Alex says…


Last Thursday I attended the Fashion Business Club talk where Vogue.co.uk editor, Dolly Jones interviewed Vogue editor, Alexandra Shulman. Shulman is under intense pressure to deliver a magazine that’s still relevant in the current climate – challenging when your target reader is the person being hit hardest by the recession and advertising revenue is in the doldrums. Yet the lady seated in front of us did not look stressed at all. In fact she came across as extremely likable, good at her job and knowing of her audience, despite having never edited a women’s magazine before arriving at the helm of Vogue 17 years ago.

I’ve condensed her most insightful answers into soundbites, but you can read more here.

On getting the Vogue editor job 17 years ago: “It was the last thing in the world that I wanted to do.”

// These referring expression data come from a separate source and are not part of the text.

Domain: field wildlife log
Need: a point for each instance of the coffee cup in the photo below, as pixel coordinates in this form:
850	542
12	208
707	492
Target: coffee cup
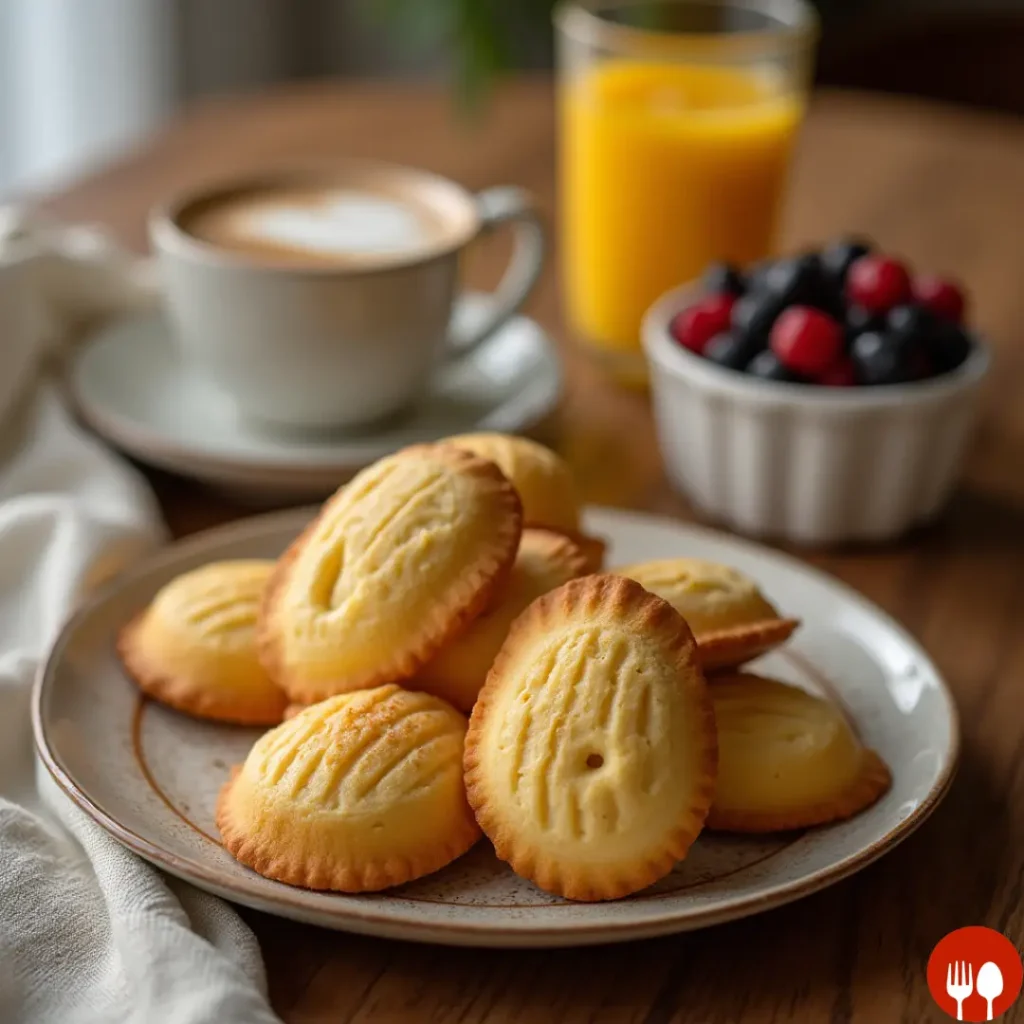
325	299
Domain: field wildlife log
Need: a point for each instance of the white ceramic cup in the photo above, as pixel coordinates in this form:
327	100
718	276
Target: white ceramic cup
322	346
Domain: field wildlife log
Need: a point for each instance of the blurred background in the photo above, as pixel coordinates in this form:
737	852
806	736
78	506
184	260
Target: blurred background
82	80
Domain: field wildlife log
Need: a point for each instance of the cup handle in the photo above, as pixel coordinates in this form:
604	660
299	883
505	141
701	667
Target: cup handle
505	205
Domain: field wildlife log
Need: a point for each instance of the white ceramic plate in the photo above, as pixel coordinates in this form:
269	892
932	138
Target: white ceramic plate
151	776
129	385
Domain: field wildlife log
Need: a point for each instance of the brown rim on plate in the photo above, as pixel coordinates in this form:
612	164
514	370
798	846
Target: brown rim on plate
358	914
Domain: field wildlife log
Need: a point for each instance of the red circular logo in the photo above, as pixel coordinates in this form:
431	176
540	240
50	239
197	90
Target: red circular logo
975	974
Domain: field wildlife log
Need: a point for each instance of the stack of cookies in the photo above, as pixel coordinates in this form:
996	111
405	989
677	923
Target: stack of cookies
608	720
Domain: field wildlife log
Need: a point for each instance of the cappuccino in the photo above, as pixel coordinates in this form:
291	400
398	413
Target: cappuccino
343	224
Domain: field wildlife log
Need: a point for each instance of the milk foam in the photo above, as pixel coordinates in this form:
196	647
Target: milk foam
341	223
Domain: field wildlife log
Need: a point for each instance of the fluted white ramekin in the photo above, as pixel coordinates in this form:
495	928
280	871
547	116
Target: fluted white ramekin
808	464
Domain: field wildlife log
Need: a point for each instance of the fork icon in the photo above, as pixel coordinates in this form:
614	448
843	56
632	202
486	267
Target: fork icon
960	983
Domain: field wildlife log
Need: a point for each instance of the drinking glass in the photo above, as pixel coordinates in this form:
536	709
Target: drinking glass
677	119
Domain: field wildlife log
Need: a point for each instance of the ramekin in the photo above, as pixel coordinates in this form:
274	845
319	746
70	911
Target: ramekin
812	465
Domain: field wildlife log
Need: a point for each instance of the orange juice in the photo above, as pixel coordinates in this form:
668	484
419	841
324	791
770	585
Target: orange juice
665	168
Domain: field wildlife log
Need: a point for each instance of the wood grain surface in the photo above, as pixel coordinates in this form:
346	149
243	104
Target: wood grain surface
942	187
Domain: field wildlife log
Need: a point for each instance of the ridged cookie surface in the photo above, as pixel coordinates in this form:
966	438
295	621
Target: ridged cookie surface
457	672
194	648
397	563
730	617
358	793
591	753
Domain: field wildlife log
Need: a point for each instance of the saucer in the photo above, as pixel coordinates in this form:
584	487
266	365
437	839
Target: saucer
128	384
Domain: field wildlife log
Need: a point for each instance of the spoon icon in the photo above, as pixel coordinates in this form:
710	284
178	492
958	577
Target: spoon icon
989	984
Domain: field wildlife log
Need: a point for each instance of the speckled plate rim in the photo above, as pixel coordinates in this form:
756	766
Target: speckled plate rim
514	934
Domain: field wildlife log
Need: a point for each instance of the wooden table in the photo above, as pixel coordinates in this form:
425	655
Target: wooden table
942	187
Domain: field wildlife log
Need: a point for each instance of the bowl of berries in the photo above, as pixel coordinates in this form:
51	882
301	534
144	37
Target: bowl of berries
819	398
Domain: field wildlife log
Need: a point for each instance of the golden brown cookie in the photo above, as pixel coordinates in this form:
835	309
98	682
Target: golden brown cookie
194	648
357	793
397	563
730	617
591	752
542	477
457	672
786	759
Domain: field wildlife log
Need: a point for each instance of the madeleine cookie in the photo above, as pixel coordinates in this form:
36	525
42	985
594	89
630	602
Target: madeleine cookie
398	562
542	477
730	617
194	648
545	561
786	759
357	793
591	752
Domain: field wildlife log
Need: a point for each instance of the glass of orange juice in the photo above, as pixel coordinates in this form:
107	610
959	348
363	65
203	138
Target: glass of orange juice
677	122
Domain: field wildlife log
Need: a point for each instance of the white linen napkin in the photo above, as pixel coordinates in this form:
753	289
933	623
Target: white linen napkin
88	931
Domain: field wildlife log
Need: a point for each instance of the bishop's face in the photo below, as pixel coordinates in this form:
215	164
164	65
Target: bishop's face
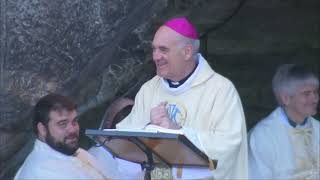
168	54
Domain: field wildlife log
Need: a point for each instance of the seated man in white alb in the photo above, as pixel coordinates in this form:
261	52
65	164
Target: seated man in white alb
56	153
285	145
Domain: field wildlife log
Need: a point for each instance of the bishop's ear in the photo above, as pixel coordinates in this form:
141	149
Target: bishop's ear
42	130
285	99
188	51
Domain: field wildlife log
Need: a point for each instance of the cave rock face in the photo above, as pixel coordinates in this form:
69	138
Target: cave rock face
79	48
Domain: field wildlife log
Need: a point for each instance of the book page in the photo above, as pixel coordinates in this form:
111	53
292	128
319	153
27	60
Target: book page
163	130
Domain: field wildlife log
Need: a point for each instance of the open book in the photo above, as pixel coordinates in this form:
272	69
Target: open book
150	129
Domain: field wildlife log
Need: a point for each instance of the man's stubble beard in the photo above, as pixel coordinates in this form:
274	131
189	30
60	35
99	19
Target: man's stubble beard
62	146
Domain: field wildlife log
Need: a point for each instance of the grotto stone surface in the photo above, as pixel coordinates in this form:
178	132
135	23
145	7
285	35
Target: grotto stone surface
96	51
80	48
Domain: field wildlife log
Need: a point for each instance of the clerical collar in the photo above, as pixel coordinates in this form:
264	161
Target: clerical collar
174	84
293	123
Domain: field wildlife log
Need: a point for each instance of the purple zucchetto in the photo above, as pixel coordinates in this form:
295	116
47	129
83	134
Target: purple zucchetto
182	26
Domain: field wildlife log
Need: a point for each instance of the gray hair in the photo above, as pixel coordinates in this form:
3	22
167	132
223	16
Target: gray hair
289	77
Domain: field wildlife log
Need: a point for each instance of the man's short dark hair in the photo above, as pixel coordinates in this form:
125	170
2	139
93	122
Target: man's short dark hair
48	103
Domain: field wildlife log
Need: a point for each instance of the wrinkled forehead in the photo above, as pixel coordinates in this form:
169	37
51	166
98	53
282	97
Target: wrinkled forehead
59	114
311	83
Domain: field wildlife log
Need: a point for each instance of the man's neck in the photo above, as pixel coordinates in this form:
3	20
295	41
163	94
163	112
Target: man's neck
191	69
295	116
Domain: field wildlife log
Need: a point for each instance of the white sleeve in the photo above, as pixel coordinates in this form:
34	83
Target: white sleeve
260	154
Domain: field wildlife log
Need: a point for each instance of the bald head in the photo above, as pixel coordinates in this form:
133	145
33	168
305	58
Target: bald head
173	54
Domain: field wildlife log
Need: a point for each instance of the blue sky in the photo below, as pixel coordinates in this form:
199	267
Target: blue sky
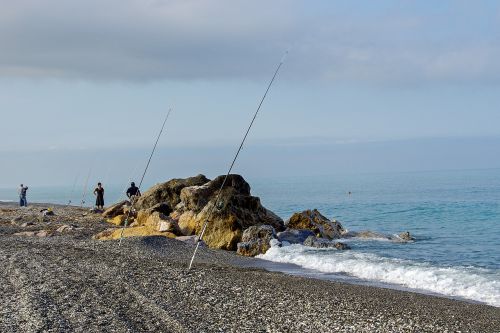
97	77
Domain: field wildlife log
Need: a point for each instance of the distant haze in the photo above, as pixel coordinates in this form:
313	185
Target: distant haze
368	86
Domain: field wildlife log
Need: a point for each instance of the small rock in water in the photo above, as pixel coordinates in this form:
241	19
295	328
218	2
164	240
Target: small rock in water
43	233
323	243
294	236
406	236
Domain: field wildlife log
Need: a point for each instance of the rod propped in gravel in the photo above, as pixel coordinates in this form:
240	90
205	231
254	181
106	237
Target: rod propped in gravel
200	238
144	173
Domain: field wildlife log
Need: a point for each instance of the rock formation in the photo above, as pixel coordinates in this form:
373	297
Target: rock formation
235	211
181	207
294	236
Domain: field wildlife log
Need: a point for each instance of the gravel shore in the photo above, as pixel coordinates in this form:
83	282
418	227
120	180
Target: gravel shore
67	282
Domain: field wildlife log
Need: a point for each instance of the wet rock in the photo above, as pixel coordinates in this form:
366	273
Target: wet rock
64	228
365	234
117	220
43	233
405	236
322	243
294	236
256	240
313	220
16	219
115	210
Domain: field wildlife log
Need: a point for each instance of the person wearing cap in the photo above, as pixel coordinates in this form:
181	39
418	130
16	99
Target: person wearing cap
22	195
99	193
133	191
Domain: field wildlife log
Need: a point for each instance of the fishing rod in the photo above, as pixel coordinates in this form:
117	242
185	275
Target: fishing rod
200	238
85	188
143	175
72	190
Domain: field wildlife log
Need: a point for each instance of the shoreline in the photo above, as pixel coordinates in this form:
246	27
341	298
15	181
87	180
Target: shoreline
70	282
285	268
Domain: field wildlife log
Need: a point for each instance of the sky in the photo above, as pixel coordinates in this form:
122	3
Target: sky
367	86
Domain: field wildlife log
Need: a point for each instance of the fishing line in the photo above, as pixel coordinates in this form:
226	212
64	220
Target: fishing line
143	175
200	238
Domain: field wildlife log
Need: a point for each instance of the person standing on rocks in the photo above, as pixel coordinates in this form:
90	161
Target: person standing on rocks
99	193
22	196
133	191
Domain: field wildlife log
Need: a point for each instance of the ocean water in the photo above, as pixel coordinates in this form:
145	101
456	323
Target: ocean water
454	216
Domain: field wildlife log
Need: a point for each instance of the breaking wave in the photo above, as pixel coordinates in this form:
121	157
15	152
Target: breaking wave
471	283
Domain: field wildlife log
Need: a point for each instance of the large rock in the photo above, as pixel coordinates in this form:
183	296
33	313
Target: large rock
294	236
167	193
256	240
313	220
322	243
235	211
115	210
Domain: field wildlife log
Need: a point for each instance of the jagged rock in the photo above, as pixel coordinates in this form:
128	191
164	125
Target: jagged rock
64	228
235	211
405	236
322	243
317	223
43	233
294	236
140	231
115	210
117	220
190	240
15	220
144	214
256	240
167	193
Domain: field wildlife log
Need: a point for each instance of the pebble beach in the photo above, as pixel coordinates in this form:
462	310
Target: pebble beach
65	281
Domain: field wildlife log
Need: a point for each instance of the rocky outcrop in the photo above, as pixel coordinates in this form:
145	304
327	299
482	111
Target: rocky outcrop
115	210
294	236
256	240
235	211
322	243
167	193
313	220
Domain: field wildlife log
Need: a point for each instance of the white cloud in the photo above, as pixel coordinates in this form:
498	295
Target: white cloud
199	39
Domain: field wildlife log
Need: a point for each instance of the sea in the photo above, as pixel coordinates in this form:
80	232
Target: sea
453	215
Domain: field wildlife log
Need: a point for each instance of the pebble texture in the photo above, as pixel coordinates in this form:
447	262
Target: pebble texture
70	283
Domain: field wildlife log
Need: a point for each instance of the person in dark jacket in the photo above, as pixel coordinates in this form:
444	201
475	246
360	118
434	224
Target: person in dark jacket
133	191
22	196
99	193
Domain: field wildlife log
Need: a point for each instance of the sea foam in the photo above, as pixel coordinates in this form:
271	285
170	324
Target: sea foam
471	283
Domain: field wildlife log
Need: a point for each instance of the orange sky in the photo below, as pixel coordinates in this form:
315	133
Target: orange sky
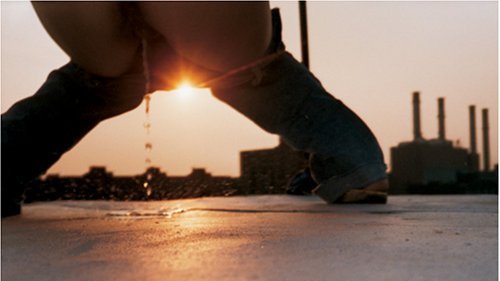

On fashion as a scapegoat for the world’s ills: “Fashion has become a whipping post for everything from body image to celebrity culture to the economy. The media picks on fashion because it can use fashion pictures to illustrate their stories. A fashion picture looks good so makes you more likely to read the story.”

On how the recession affects Vogue’s shoots: “The emphasis has moved to styling as opposed to photography. I have a great team and their styling tips have become more useful for our readers.” [This is so true, I loved the styling feature in the current issue…]

Tips for up-and-coming designers and what a small business needs to survive:
*Product is key – make your message clear
*Be consistent in your offering
*Press is important but needs to be focussed, it’s not necessary to get celebrity endorsement from the outset
*Find a business partner to work with (“if you are going to be a designer, it is a business. You can’t just be an artist.”)
*Accept it takes time

On supermodels: “They became too powerful. When the models were getting more attention than the designers, the designers started sourcing Hollywood”

On interns: “I can’t tell if an intern is good at styling or writing from just seeing them around the office but the successful ones are smart, efficient and make an imprint on you without getting in your face and being irritating.”

On the future of fashion magazines: “There’s a lesson to be learnt from what’s happening with newspapers – they’ve killed off the papers in favour of putting content online, yet online isn’t making the money.”

On the magazines she reads: “I read the New Yorker for unbeatable journalism and I love interiors magazines. I get all the magazines so I don’t need to buy them but I look at them to see who’s copied us! I noticed Grazia used our ‘More Dash Than Cash’ idea but called it ‘More Dash, Less Cash’.”

On LOVE: “We were very competitive with Pop so when Conde Nast took on LOVE I wasn’t sure how it would play out. But it’s very different. Its focus is fashion and celebrity, it’s industry-insidery. Ad-wide they’re a lot cheaper than us, but our circulation is 220,000 and they’re aiming for 40,000 so it’s very different.”

On the importance of fashion shows: “Fashion shows are a good marketing tool yet different clothes work in different ways. Sometimes doing catwalk collections sends things on the wrong tangent. It drives me crazy, putting clothes in the magazine that people can’t actually buy.”